American Exxxtasy: My 30-Year Search for a Happy Ending
by John Amero
with Ashley West and April Hall of The Rialto Report
FAB Press
ISBN-13 : 978-1913051068
$30.00

You may think it odd to recommend a book about a pioneering filmmaker who specialized in sexploitation and straight and gay porn as a Christmas gift, but our first pick in The 2020 PopCult Gift Guide today is just that. It’s a great gift for any reader who enjoys well-told life stories, or anyone interested in the golden age of independent filmmaking. If you have someone on your gift list who enjoys gritty, and sometimes sleazy, real-life stories, then American Exxxtasy will be a surefire hit. I just reviewed this in PopCult a few weeks ago, but it’s stuck with me since.

American Exxxtasy: My 30-Year Search for a Happy Ending is a real treat for non-snobby film fans.

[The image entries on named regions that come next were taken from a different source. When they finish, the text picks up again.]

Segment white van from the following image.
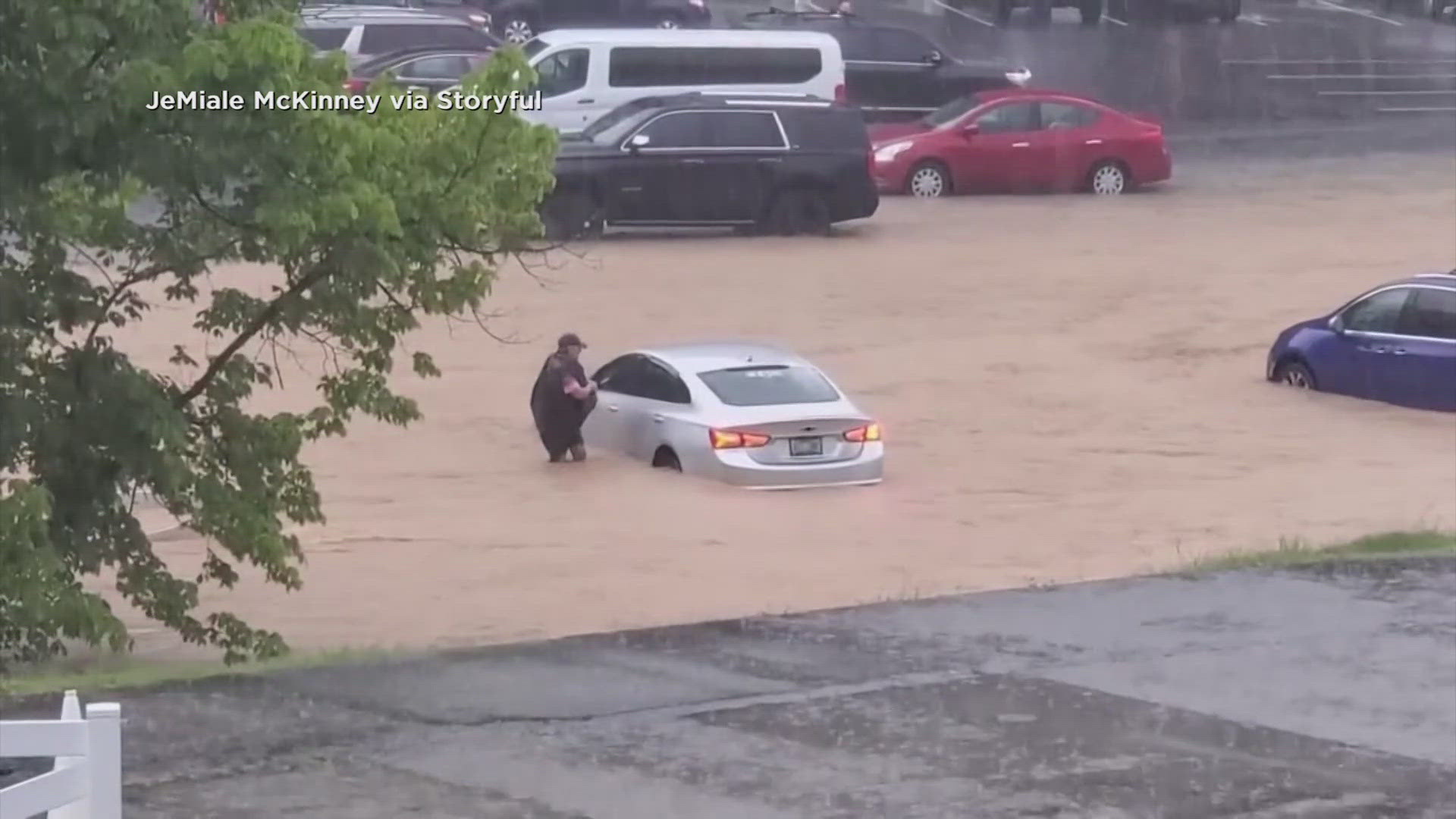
[519,29,845,133]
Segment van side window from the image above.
[536,48,592,98]
[607,46,824,87]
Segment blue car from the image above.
[1265,270,1456,413]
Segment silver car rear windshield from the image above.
[698,364,839,406]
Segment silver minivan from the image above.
[519,29,845,133]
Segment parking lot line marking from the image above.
[1315,89,1456,96]
[1316,0,1405,27]
[930,0,996,28]
[1219,58,1456,65]
[1264,74,1456,80]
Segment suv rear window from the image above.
[698,364,839,406]
[359,24,494,54]
[299,29,350,51]
[779,108,869,152]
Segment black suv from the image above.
[541,92,880,240]
[485,0,712,44]
[737,9,1031,122]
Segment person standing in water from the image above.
[532,332,597,463]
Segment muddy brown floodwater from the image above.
[124,158,1456,654]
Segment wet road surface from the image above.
[8,558,1456,819]
[736,0,1456,126]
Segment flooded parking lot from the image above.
[110,149,1456,653]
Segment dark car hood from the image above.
[940,60,1025,80]
[869,120,930,146]
[556,134,617,158]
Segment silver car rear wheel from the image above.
[500,17,536,46]
[905,162,951,199]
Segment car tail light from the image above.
[708,430,769,449]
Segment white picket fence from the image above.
[0,691,121,819]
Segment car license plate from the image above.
[789,438,824,456]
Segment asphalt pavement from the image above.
[6,558,1456,819]
[728,0,1456,130]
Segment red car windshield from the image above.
[920,93,986,128]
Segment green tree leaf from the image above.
[0,0,555,669]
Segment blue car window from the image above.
[1341,287,1410,332]
[1401,287,1456,340]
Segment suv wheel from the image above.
[500,17,536,46]
[766,188,831,236]
[541,191,606,242]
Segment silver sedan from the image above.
[582,343,885,490]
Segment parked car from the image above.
[1265,270,1456,411]
[521,29,845,133]
[344,48,494,93]
[304,0,491,29]
[299,8,500,65]
[869,89,1172,196]
[541,92,880,239]
[737,10,1031,122]
[582,343,885,490]
[486,0,712,44]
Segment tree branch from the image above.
[172,262,334,408]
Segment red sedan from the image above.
[869,89,1172,196]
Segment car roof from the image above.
[536,29,839,48]
[975,87,1108,108]
[300,6,454,27]
[635,341,808,373]
[354,46,492,71]
[646,90,849,111]
[1391,270,1456,287]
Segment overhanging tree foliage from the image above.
[0,0,555,669]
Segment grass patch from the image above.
[0,648,403,697]
[1179,529,1456,574]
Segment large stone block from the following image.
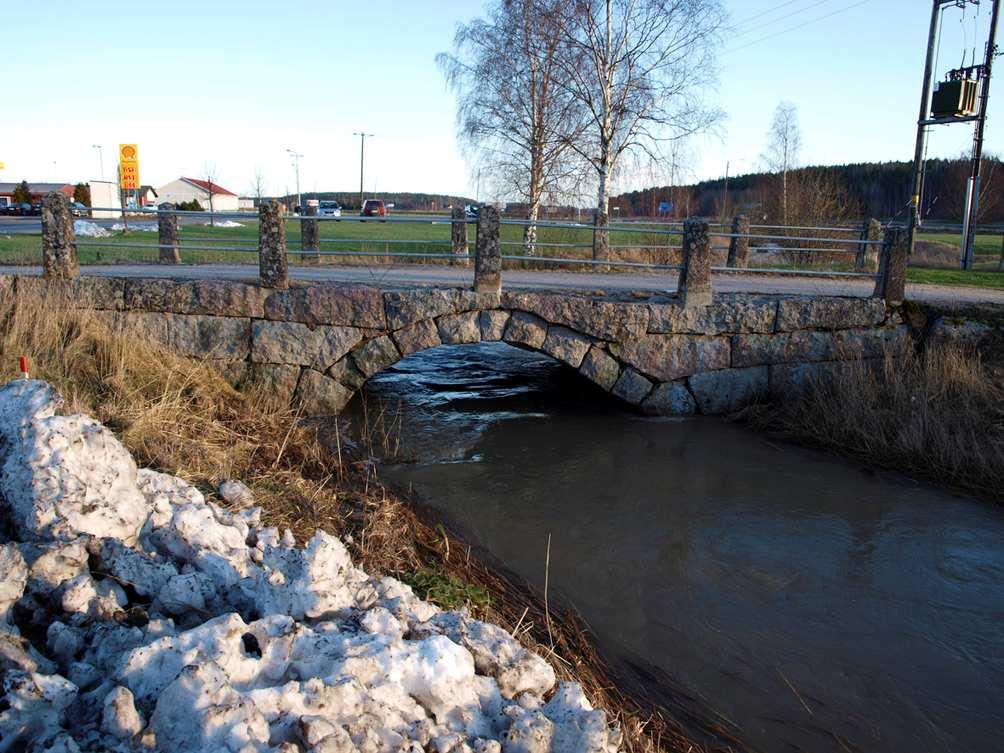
[649,295,777,334]
[542,326,592,368]
[732,330,836,368]
[775,297,886,332]
[264,284,387,329]
[732,325,909,367]
[769,360,879,400]
[11,276,126,310]
[384,287,485,329]
[392,319,443,356]
[327,355,366,392]
[578,345,620,392]
[502,292,649,340]
[250,363,300,406]
[610,368,652,406]
[687,366,769,416]
[352,334,401,380]
[251,319,362,370]
[165,314,251,360]
[296,368,353,416]
[610,334,729,382]
[642,382,697,416]
[436,311,481,345]
[478,311,509,342]
[505,311,547,350]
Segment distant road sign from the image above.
[118,144,140,191]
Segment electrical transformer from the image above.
[931,78,980,117]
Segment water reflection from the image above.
[347,345,1004,751]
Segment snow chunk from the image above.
[0,544,28,624]
[101,685,144,740]
[420,611,555,698]
[0,415,148,543]
[0,380,62,451]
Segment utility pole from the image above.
[352,131,372,212]
[90,144,104,182]
[286,149,303,207]
[962,0,1001,270]
[722,160,729,220]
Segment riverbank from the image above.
[738,306,1004,503]
[0,285,716,751]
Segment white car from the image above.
[317,202,341,217]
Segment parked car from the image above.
[317,202,341,217]
[359,199,387,217]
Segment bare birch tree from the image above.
[437,0,581,255]
[559,0,725,260]
[762,101,802,225]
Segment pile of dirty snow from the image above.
[111,222,157,233]
[0,380,619,753]
[73,220,111,238]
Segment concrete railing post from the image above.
[300,199,320,265]
[450,207,471,267]
[42,191,80,279]
[258,199,289,290]
[854,218,882,272]
[474,205,502,293]
[726,215,750,269]
[873,227,911,303]
[157,202,182,264]
[677,219,712,308]
[592,211,610,272]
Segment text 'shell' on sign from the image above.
[118,144,140,191]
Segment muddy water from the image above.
[343,345,1004,752]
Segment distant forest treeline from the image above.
[286,191,474,211]
[610,158,1004,224]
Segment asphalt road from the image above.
[0,264,1004,304]
[0,214,206,235]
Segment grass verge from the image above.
[744,343,1004,502]
[0,289,735,753]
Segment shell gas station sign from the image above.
[118,144,140,191]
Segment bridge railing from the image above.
[29,194,910,305]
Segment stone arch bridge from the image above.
[0,276,909,416]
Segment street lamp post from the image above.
[286,149,303,207]
[352,132,372,212]
[90,144,104,181]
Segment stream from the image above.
[347,343,1004,753]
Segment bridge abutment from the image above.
[4,276,911,415]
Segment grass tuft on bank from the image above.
[747,343,1004,501]
[0,288,734,753]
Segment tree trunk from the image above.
[592,169,610,271]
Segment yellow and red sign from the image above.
[118,144,140,191]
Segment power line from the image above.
[738,0,801,24]
[735,0,830,36]
[723,0,869,55]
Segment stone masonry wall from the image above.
[0,277,910,416]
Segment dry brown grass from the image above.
[0,291,735,753]
[754,343,1004,501]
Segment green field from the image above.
[0,217,1004,288]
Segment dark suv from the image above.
[359,199,387,217]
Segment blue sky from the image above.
[0,0,1004,198]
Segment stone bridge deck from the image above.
[0,276,910,416]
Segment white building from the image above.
[157,178,239,212]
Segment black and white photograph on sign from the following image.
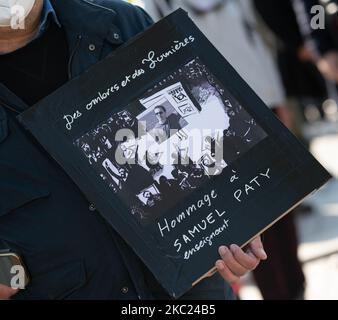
[75,58,266,224]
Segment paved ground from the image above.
[240,123,338,300]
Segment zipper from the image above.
[68,35,82,79]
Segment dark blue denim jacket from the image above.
[0,0,232,299]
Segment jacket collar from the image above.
[51,0,120,44]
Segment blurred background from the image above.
[128,0,338,300]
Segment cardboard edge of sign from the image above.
[192,185,330,287]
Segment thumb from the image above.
[0,284,18,300]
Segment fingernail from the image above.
[259,249,268,260]
[230,244,239,253]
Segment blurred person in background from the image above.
[145,0,305,299]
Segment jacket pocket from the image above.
[14,260,86,300]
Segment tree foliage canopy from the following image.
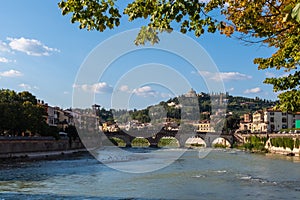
[59,0,300,111]
[0,89,47,135]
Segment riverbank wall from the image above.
[268,146,300,156]
[0,137,84,158]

It’s the life story of John Amero, who is not exactly a household name, but he’s led a fascinating life as a pioneer of underground cinema and has even flirted with mainstream success. If you are not offended by the idea of treating people who worked in the porn industry as real folks, then you really ought to enjoy this book.

This is the first book published with a co-imprint of The Rialto Report, the website I’ve written about here previously that documents the golden age of porn via articles and podcasts. Amero was their first contact when they began their mission, and it took years of prodding by them to convince him to tell his life story.

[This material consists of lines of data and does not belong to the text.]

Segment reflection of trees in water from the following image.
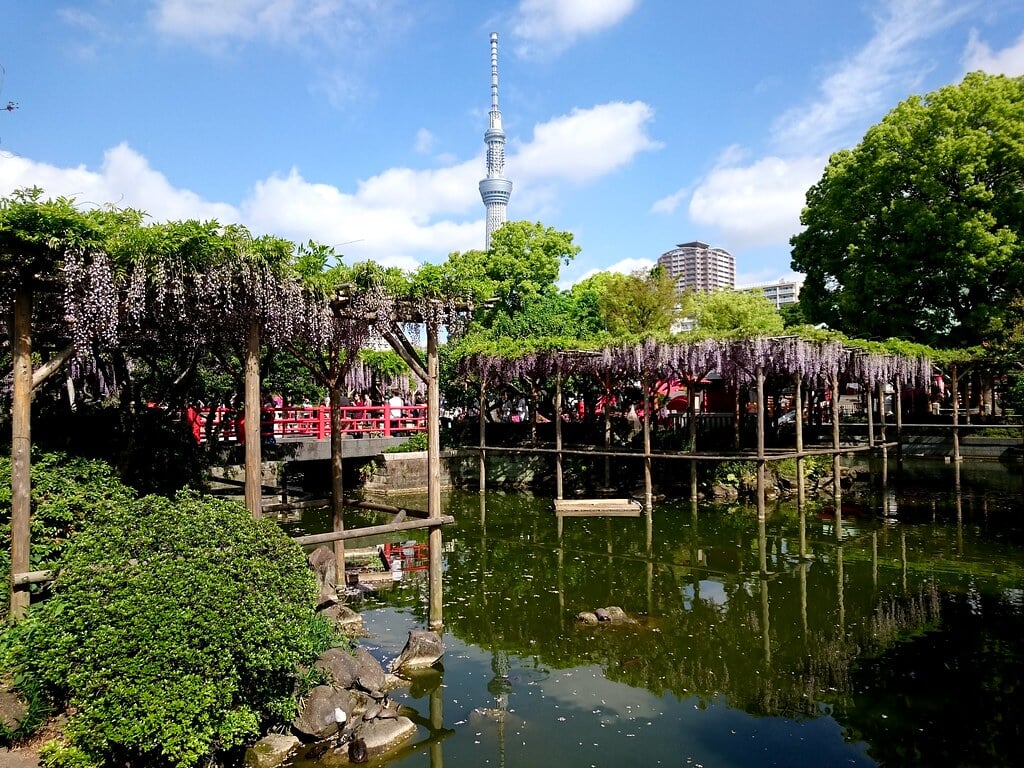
[372,497,978,729]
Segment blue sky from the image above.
[0,0,1024,285]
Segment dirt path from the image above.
[0,746,39,768]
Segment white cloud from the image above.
[152,0,399,47]
[689,153,827,248]
[415,128,434,155]
[964,30,1024,77]
[0,143,239,222]
[0,97,658,268]
[513,0,638,56]
[650,186,690,214]
[774,0,970,153]
[510,101,662,183]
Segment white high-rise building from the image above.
[480,32,512,248]
[736,280,804,309]
[657,241,736,292]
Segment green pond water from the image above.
[280,462,1024,768]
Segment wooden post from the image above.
[478,373,487,494]
[555,360,562,499]
[330,387,345,586]
[10,287,32,620]
[893,376,903,469]
[831,373,843,538]
[951,362,961,463]
[686,381,697,502]
[245,316,263,519]
[755,365,767,524]
[865,384,882,447]
[426,323,444,630]
[793,374,807,514]
[641,377,654,515]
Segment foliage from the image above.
[0,453,134,616]
[792,73,1024,346]
[692,291,782,336]
[384,432,427,454]
[9,492,330,767]
[598,266,682,336]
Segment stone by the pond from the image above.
[321,603,366,637]
[292,685,355,740]
[306,547,338,604]
[355,645,387,699]
[245,733,300,768]
[357,716,416,755]
[577,605,636,624]
[391,630,444,672]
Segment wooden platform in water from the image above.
[555,499,643,517]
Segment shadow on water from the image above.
[282,463,1024,768]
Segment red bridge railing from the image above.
[185,406,427,442]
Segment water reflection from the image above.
[284,465,1024,768]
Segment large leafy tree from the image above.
[792,73,1024,346]
[598,266,683,335]
[691,291,783,337]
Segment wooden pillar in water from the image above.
[9,288,32,618]
[864,384,882,447]
[893,376,903,469]
[793,374,807,559]
[830,374,843,537]
[755,365,766,520]
[426,323,444,630]
[479,373,487,494]
[952,362,961,462]
[686,381,697,504]
[245,317,263,519]
[643,377,654,515]
[555,361,562,499]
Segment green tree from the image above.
[598,266,683,335]
[693,291,782,336]
[4,492,340,768]
[464,221,580,311]
[791,73,1024,346]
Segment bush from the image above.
[8,492,332,768]
[0,451,135,617]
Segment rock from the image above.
[292,685,355,741]
[391,630,444,672]
[321,603,366,637]
[245,733,299,768]
[0,684,29,731]
[313,648,359,688]
[306,547,338,604]
[355,646,387,700]
[356,716,416,755]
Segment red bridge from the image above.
[186,406,427,442]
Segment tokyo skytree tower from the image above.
[480,32,512,248]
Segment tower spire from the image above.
[480,32,512,248]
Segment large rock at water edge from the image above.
[292,685,355,741]
[391,630,444,672]
[245,733,300,768]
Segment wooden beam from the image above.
[292,515,455,546]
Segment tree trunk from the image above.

It’s a pretty wild life story: A young man from a small New England fishing town grows up to become one of the most influential exploitation filmmakers in the 1960s, and then goes on to pioneer hardcore straight and gay porn, before winding up his film career producing a mainstream documentary for NBC. Mainstream audiences may not know of such films as Body of a Female, Diary of a Swinger and The Corporate Queen, or they may pretend not to know about Blonde Ambition and Every Inch a Lady, but these were all very profitable independent film releases. They just aren’t quite the “art films” that are discussed in “polite company.”

The remarkable thing about American Exxxtasy is how positive and upbeat Amero has managed to remain. Growing up in a family ripped apart by mental illness, being confused about his sexuality and eventually coming to grips with being gay, and then living in New York City through the eras of Stonewall, LGBTQ rights and AIDS, one would expect Amero to be at least a little bitter or embattled, but that is not the case here.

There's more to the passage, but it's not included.